A: Security scanning should not be affected after crystalens
implantation. Security scanning usually relates to iris or retinal pattern
recognition. The implant has no influence on iris scanning and should not
interfere with retinal visualization through a normal-sized pupil.
Q: What will the crystalens procedure cost? Will insurance cover any of it?
A: Since each patient’s vision is different and unique, the
cost for the crystalens procedure will vary. Which qualified doctor you choose
and the city you’re in will also be factors. To find a doctor near you, go to
the Doctor Finder.
Insurance coverage varies greatly from policy to policy and state to state.

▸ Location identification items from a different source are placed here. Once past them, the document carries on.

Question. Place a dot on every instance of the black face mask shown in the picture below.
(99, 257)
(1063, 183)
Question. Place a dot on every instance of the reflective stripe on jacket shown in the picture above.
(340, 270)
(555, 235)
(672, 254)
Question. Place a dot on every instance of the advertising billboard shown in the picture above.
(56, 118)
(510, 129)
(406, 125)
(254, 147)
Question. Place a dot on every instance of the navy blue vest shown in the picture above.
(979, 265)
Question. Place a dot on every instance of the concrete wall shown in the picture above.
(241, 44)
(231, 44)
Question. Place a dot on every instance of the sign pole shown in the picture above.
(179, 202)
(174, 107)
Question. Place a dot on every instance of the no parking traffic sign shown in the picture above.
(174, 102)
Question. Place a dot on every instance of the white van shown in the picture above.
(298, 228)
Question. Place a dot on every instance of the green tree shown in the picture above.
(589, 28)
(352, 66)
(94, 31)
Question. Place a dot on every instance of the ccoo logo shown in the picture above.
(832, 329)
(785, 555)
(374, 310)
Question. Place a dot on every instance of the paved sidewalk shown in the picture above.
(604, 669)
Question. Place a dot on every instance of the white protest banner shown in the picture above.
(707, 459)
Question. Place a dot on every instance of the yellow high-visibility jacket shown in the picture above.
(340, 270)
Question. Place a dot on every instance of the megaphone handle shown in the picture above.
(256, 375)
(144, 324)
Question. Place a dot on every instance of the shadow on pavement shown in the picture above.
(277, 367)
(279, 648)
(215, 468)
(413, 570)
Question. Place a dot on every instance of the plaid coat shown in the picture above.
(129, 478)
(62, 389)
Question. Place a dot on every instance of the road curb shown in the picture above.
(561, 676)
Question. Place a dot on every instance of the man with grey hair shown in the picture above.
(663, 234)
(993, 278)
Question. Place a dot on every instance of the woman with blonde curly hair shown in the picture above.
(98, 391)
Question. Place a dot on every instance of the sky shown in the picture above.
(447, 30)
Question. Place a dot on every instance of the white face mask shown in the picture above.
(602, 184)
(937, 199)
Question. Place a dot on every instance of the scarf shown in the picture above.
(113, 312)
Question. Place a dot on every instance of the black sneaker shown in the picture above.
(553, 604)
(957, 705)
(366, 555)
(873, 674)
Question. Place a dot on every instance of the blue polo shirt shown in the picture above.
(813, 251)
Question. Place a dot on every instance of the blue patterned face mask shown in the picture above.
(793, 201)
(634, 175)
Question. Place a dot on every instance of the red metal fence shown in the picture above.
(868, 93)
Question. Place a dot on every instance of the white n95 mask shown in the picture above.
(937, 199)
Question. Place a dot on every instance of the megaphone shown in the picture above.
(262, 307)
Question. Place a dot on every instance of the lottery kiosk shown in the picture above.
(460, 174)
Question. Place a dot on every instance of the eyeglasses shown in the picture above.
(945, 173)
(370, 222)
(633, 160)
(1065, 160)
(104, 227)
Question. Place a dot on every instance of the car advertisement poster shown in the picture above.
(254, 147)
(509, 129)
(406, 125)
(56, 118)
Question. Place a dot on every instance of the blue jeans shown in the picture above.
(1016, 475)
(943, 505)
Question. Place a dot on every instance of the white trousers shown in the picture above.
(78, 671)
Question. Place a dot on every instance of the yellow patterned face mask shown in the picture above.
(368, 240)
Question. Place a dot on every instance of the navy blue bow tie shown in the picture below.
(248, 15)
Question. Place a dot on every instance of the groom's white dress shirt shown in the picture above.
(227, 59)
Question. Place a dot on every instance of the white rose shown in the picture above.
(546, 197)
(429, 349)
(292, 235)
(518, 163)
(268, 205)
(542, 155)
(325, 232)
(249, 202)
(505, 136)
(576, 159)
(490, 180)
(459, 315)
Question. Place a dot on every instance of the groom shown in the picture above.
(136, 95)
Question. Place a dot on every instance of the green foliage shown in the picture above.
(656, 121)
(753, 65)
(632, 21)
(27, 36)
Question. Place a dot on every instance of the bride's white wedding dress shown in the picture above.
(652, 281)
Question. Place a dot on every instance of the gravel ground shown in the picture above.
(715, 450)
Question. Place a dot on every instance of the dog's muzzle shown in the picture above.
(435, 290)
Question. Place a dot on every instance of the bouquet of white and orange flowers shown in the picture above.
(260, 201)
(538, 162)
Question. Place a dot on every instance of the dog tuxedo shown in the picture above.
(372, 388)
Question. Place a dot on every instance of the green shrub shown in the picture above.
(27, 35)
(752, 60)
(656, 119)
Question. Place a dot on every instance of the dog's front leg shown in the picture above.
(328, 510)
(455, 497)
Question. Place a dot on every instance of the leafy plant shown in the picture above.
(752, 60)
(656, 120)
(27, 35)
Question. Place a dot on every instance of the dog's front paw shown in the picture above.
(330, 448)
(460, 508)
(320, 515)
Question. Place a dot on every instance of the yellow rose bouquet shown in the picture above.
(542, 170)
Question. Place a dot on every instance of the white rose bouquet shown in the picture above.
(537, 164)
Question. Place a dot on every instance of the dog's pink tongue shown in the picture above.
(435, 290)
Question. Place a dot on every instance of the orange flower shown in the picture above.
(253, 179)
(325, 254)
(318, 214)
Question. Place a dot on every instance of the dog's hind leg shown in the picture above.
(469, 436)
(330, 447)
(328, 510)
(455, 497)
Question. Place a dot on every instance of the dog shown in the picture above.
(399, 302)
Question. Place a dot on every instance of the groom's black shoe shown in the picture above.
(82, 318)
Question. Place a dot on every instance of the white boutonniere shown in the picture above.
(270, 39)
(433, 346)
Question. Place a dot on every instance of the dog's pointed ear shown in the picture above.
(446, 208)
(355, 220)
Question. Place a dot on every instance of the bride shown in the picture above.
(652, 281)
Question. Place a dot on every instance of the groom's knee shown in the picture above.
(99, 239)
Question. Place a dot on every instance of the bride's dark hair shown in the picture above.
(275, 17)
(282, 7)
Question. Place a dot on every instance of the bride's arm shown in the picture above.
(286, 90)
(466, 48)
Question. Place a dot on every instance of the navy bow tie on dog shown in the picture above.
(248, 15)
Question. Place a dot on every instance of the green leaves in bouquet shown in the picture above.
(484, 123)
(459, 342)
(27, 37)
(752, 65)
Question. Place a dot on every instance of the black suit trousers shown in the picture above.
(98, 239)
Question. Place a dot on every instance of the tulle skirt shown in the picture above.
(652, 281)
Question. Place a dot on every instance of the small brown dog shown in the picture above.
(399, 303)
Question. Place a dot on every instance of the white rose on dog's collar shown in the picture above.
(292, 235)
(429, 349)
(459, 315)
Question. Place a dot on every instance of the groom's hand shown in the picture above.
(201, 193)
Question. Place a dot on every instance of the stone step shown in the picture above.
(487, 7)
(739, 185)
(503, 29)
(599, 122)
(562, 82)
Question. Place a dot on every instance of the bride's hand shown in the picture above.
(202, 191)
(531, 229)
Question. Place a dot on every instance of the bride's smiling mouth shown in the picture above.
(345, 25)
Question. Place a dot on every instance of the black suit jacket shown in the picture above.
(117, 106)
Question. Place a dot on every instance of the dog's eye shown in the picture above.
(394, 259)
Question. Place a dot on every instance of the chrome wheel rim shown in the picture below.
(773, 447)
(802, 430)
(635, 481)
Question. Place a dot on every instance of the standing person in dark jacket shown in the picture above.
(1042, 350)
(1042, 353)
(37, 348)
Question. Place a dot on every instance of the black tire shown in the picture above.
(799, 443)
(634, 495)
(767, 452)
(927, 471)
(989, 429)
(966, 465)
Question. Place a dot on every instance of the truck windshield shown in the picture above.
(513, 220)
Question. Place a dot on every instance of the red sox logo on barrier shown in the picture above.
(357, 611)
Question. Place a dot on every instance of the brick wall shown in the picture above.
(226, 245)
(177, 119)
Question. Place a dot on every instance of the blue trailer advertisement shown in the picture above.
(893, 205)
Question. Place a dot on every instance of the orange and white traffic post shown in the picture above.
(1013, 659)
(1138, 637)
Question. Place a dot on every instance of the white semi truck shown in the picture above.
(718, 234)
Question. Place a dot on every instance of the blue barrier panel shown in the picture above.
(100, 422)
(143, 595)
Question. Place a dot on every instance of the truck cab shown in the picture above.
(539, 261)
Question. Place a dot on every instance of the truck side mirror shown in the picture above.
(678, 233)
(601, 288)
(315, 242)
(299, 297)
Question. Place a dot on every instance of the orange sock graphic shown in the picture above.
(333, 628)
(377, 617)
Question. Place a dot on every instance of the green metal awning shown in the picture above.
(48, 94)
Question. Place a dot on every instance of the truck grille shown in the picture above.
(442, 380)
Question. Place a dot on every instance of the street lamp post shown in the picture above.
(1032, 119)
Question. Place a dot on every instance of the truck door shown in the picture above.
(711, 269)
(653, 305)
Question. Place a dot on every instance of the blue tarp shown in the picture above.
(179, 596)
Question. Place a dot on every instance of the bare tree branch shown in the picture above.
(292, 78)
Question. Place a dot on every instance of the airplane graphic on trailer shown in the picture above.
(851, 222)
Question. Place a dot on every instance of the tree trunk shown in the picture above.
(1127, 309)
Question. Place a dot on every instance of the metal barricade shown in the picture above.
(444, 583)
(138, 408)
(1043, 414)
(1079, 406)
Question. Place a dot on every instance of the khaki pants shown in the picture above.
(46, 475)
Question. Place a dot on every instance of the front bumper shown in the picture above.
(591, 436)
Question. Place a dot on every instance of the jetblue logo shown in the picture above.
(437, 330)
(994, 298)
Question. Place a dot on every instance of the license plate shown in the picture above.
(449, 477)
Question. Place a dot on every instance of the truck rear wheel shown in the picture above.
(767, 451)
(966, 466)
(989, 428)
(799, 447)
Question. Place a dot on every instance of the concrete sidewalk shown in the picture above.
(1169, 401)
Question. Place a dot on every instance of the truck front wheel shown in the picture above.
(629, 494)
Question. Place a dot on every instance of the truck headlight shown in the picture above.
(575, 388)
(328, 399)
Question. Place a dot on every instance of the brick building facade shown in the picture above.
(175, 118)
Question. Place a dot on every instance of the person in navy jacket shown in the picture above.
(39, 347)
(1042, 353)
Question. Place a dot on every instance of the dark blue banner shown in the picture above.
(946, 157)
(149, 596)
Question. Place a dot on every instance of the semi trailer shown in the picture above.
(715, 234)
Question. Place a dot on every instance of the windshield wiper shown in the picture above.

Generally speaking, private insurance may cover the cataract surgical
procedure and anesthesia and may also allow a certain additional amount for
the artificial lens implant. The insured is then required to pay a deductible
as well as any additional amount above the primary coverage. (Some patients
are completely responsible for payment – not all insurance companies will
cover some of the patient cost).
Payment for conventional IOLs furnished in an outpatient setting is covered by
Medicare. However, providers have generally not offered beneficiaries
presbyopia-correcting IOLs because the costs for this advanced technology
substantially exceed Medicare's payment.
A Medicare beneficiary may request insertion of a presbyopia-correcting IOL in
place of a conventional IOL following cataract surgery. In this case, the
presbyopia-correcting IOL device and associated services for fitting one lens
are considered partially covered by Medicare. The beneficiary is responsible
for payment of that portion of the charge for the presbyopia-correcting IOL
and associated services that exceed the charge for insertion of a conventional
IOL following cataract surgery.
Your surgeon will review your insurance coverage and your surgical
alternatives prior to your cataract surgery. It may also be beneficial for you
to contact your insurance carrier.
Q: How do I know who is a qualified crystalens implant surgeon?
A: All surgeons who are implanting the crystalens have gone
through a comprehensive training and evaluation course. Typically, these
surgeons have been performing cataract surgery for years and apply many of the
same techniques to implanting the crystalens.
Many surgeons have a webpage where you can learn about the doctor and the
practice. There is no substitute for a face-to-face consultation with one or
more surgeons prior to undergoing implant surgery.
It is also very useful to contact patients who have the crystalens implant in
their eye. Ask your surgeon if he/she can refer you to several crystalens
patients.
You can also contact your state medical society for information about a
particular surgeon.
Click here to locate a qualified doctor.
Q: How long will the crystalens continue to work?
A: The crystalens has been implanted in over 30,000 patients
with great success. Since FDA approval was received in 2003, data continues to
be collected that shows excellent visual outcomes with few reports of
complications, including glare and halos.